The Palestinians oppose any Israeli presence in their future state.

Warning to Syria

Obama also called for Syrian President Bashar Assad to lead his country to democracy or "get out of the way," his most direct warning to the leader of a nation embroiled in violence.

Word cloud comparison

Compare  U.S. President Barack Obama's recent speech against remarks he made about U.S. Mideast policy at Cairo University on June 4, 2009.

The president said the United States has a historic opportunity and the responsibility to support the rights of people clamouring for freedoms.

On Syria, Obama said the government "has chosen the path of murder and the mass arrests of its citizens." He praised the Syrian people for their courage in standing up to repression in a bloody crackdown that has killed hundreds.

Obama said the region's revolutions speak to a "longing for freedom" that has built up for years and has led to the overturning of tyrants — with perhaps more to fall.

He embraced the call for change and compared it to signature moments of U.S. history such as the American Revolution and the civil rights movement.

Hails killing of bin Laden

The president spoke at the U.S. State Department in his first comprehensive remarks on the astonishing ripples of change in the Middle East.

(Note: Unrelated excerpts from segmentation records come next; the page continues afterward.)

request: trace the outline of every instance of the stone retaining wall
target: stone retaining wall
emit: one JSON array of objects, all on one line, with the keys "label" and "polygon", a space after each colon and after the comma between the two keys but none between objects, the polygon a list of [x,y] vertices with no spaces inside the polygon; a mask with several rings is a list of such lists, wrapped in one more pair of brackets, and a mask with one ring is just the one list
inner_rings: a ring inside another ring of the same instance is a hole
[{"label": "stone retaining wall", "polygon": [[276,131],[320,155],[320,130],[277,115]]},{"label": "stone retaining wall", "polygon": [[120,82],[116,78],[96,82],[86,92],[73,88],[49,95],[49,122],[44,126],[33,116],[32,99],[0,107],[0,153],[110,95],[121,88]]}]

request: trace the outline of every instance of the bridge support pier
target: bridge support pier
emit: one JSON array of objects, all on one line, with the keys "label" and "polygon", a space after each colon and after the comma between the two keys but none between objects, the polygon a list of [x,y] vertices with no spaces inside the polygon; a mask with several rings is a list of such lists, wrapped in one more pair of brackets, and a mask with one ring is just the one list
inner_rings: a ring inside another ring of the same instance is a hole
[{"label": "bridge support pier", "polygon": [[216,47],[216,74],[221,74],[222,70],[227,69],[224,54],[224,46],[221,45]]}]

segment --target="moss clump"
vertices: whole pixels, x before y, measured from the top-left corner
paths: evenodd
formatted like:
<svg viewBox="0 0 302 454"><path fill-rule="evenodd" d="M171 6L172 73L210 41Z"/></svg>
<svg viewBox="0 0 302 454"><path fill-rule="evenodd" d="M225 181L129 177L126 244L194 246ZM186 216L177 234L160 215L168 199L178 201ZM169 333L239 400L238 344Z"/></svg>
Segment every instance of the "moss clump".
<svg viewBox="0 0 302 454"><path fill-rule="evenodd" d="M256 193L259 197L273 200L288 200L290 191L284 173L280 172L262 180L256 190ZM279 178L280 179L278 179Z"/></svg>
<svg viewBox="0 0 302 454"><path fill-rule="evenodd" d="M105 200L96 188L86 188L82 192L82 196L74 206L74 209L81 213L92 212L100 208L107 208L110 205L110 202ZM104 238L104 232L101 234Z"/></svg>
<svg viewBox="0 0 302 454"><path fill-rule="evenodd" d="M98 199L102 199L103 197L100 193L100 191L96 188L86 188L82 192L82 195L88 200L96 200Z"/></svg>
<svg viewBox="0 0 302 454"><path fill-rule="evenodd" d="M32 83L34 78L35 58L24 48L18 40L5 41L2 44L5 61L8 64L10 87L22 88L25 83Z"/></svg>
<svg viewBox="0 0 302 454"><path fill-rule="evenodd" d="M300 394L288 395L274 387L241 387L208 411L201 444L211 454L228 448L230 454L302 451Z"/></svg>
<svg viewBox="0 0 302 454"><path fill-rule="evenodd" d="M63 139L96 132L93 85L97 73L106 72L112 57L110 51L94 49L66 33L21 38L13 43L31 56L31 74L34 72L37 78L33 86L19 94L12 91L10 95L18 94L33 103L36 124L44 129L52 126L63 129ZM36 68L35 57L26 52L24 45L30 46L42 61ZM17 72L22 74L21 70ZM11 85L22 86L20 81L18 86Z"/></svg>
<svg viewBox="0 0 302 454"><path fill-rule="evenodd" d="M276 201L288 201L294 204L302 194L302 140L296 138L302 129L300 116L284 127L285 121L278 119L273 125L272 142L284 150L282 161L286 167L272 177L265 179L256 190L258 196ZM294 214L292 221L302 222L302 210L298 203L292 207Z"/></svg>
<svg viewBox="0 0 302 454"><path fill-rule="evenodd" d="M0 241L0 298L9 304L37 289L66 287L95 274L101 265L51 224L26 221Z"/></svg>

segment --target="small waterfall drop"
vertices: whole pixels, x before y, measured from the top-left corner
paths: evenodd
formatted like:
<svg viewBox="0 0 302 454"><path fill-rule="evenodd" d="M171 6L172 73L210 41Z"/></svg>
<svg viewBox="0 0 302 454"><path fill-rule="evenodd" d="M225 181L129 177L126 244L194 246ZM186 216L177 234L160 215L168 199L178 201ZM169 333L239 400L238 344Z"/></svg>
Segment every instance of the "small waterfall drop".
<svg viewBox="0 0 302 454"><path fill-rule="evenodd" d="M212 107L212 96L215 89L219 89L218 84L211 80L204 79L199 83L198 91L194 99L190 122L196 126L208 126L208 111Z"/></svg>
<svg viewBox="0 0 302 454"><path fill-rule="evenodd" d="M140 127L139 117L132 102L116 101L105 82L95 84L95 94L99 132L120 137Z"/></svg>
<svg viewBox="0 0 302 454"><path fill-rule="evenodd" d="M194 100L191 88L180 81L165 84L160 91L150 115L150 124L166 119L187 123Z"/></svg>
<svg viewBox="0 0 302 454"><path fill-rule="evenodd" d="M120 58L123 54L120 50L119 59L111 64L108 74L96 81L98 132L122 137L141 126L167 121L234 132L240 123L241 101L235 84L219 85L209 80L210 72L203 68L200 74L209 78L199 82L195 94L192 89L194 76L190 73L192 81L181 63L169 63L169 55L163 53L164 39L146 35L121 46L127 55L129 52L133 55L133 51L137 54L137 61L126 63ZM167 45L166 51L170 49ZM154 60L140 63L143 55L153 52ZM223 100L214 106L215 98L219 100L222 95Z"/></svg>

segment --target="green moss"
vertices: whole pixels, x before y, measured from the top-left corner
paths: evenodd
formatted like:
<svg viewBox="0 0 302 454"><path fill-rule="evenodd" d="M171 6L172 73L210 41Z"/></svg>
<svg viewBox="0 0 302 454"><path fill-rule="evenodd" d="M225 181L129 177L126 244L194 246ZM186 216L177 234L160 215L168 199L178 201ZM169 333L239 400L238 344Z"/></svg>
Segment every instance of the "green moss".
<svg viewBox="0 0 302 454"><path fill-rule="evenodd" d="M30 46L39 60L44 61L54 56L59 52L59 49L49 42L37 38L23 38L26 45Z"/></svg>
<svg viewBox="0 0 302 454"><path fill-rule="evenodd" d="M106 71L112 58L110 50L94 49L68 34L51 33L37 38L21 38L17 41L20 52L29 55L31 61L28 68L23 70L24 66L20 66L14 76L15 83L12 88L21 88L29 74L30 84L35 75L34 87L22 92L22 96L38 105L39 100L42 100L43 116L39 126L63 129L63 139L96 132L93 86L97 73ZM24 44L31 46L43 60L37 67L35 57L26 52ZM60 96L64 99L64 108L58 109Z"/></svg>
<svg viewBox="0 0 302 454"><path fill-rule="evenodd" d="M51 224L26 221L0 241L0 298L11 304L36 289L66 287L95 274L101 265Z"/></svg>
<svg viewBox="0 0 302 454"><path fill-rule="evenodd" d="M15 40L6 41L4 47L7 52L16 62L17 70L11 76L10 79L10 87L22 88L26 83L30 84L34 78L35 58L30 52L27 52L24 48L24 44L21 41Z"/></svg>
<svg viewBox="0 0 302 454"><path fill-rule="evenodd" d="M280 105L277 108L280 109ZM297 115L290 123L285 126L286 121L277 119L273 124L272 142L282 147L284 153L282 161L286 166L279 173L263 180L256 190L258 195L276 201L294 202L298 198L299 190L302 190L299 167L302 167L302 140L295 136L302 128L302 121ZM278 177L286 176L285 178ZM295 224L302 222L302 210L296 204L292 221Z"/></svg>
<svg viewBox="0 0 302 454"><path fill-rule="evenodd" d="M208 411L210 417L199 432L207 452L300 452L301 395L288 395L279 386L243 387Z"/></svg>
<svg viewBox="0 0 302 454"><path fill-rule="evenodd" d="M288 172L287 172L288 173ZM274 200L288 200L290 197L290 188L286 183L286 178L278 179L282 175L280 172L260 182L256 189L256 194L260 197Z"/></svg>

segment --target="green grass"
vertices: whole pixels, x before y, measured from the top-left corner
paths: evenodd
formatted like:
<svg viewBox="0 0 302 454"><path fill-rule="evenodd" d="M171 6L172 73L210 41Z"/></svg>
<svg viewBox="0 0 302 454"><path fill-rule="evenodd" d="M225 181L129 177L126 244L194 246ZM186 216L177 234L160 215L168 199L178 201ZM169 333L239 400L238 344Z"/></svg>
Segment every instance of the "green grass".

He hailed the killing of al-Qaeda leader Osama bin Laden and declared that bin Laden's vision of destruction was fading even before U.S. forces shot him dead.

Obama said the "shouts of human dignity are being heard across the region."

The president noted that some "true leaders" had stepped down and that "more may follow." He quoted civilian protesters who have pushed for change in Egypt, Libya, Syria and Yemen but noted that among those countries, only Egypt had seen the departure of a long-ruling autocratic leader.

Obama said that while there will be setbacks that accompany progress with political transitions, the movements present a valuable opportunity for the U.S. to show which side it is on.

"We have a chance to show that America values the dignity of the street vendor in Tunisia more than the raw power of a dictator," he said, referring to the fruit vendor who killed himself in despair and sparked a chain of events that unleashed uprisings around the Arab world.